The boundary region with A can be detected by the fluorescent X-rays of the base material 1A, and if the image region caused by the reflected light c of the laser beam b in the region where the fluorescent X-rays a are emitted is canceled, the copper foil pattern 1B can be detected. An image of the width of the base of is obtained,
Measure the width of the base from this image.

[0012] Also, the laser beam b on the copper foil pattern 1B
Since the received level of the reflected light c is larger on the flat top surface than the amount of light received by the sidewall portion of the copper foil pattern 1B, when binarization processing is performed, an image of the top surface is extracted. As a result, the width of the top surface can be measured. Furthermore, since the base material 1A portion can be detected, the width between adjacent copper foil patterns 1B can also be measured.

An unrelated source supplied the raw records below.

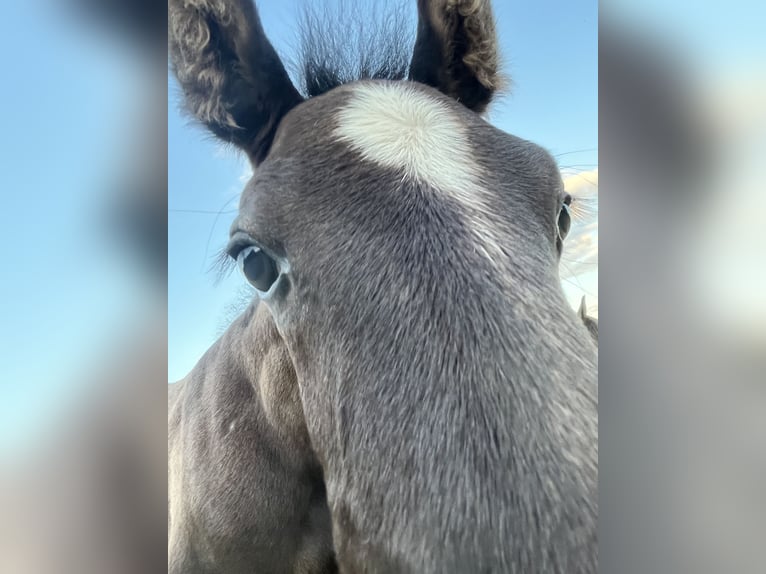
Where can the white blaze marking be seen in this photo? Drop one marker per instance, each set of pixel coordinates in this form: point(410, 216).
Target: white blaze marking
point(398, 126)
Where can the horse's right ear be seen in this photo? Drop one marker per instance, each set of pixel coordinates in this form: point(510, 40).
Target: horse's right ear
point(583, 311)
point(456, 50)
point(232, 79)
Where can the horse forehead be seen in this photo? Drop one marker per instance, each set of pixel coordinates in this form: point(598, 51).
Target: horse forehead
point(401, 126)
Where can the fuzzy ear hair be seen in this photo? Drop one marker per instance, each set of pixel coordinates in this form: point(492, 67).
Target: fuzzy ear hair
point(232, 79)
point(583, 311)
point(456, 50)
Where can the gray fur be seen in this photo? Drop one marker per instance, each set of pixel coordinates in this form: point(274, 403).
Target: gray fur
point(590, 323)
point(446, 405)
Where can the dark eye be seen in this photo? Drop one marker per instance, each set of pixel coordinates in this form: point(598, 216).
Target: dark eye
point(565, 220)
point(257, 267)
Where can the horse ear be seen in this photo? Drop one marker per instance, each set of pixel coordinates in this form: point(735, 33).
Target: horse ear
point(583, 312)
point(456, 50)
point(232, 79)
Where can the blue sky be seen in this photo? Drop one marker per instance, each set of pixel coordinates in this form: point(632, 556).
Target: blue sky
point(550, 53)
point(66, 281)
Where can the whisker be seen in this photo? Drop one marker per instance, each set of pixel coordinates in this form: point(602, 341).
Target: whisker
point(212, 227)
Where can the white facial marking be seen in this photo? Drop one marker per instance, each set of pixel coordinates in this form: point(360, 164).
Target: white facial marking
point(397, 125)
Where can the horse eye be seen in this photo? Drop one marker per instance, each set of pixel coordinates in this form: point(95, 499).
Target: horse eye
point(257, 267)
point(565, 221)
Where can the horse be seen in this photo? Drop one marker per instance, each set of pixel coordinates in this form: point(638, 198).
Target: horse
point(591, 323)
point(409, 390)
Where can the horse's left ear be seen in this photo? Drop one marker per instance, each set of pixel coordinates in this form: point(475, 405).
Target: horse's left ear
point(232, 78)
point(456, 50)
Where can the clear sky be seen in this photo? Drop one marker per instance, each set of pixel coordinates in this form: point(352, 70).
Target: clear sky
point(66, 279)
point(550, 53)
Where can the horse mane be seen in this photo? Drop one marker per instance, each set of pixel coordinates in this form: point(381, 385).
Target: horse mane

The processed image is displayed on the display 15.
The output is displayed in .

[0014]

Effects of the Invention The present invention irradiates the copper foil pattern side surface of the printed wiring board to be measured with laser light and
In order to irradiate electromagnetic waves of a predetermined wavelength that cause radiation to be emitted, fluorescent X-rays are emitted from the base material of the printed wiring board to be measured, while laser light is reflected by the surface to be measured. Since the wavelengths of the two are different, it is possible to detect the boundary between the base material and the copper foil pattern, and by detecting this boundary, the width of the copper foil pattern can be measured, as well as the width between adjacent copper foil patterns. be effective.

Furthermore, the amount of reflected light received differs between the sidewall part of the copper foil pattern, which has an inclination due to the straightness of the laser beam, and the top surface, which is a substantially flat surface. If such processing is performed, the width of the top surface can also be measured with high precision.

[Brief explanation of the drawing]

FIG. 1 is an enlarged sectional view of a portion to be measured of a printed wiring board to be measured according to an embodiment of the method of the present invention.

FIG. 2 is a block diagram showing the configuration of an apparatus using the method of the present invention.

[Explanation of symbols]

1 Printed wiring board to be measured 1A Base material 1B Copper foil pattern a Fluorescent X-ray b Laser light c Reflected light

Claims (1)

[Claims] Claim 1: A laser beam is irradiated onto the copper foil pattern side surface of the printed wiring board to be measured, and an electromagnetic wave of a predetermined wavelength that causes fluorescent X-rays to be emitted is emitted from the base material of the printed wiring board to be measured. The boundary between the copper foil pattern and the base material is detected using fluorescent X-rays, and the width of the base of the copper foil pattern is measured.
A method for measuring the pattern width of a printed wiring board, comprising measuring the width of the top of a copper foil pattern using reflected laser light.